AG Wesel, Entscheidung vom 23.07.2021 - 49 F 76/21 

(1) Wird das körperliche, geistige oder seelische Wohl des Kindes oder sein Vermögen gefährdet und sind die Eltern nicht gewillt oder nicht in der Lage, die Gefahr abzuwenden, so hat das Familiengericht die Maßnahmen zu treffen, die zur Abwendung der Gefahr erforderlich sind.

(2) In der Regel ist anzunehmen, dass das Vermögen des Kindes gefährdet ist, wenn der Inhaber der Vermögenssorge seine Unterhaltspflicht gegenüber dem Kind oder seine mit der Vermögenssorge verbundenen Pflichten verletzt oder Anordnungen des Gerichts, die sich auf die Vermögenssorge beziehen, nicht befolgt.

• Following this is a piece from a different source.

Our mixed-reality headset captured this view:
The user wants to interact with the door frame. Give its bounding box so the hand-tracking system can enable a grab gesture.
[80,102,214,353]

(3) Zu den gerichtlichen Maßnahmen nach Absatz 1 gehören insbesondere

1.
Gebote, öffentliche Hilfen wie zum Beispiel Leistungen der Kinder- und Jugendhilfe und der Gesundheitsfürsorge in Anspruch zu nehmen,
2.
Gebote, für die Einhaltung der Schulpflicht zu sorgen,
3.
Verbote, vorübergehend oder auf unbestimmte Zeit die Familienwohnung oder eine andere Wohnung zu nutzen, sich in einem bestimmten Umkreis der Wohnung aufzuhalten oder zu bestimmende andere Orte aufzusuchen, an denen sich das Kind regelmäßig aufhält,
4.
Verbote, Verbindung zum Kind aufzunehmen oder ein Zusammentreffen mit dem Kind herbeizuführen,
5.
die Ersetzung von Erklärungen des Inhabers der elterlichen Sorge,
6.
die teilweise oder vollständige Entziehung der elterlichen Sorge.

(4) In Angelegenheiten der Personensorge kann das Gericht auch Maßnahmen mit Wirkung gegen einen Dritten treffen.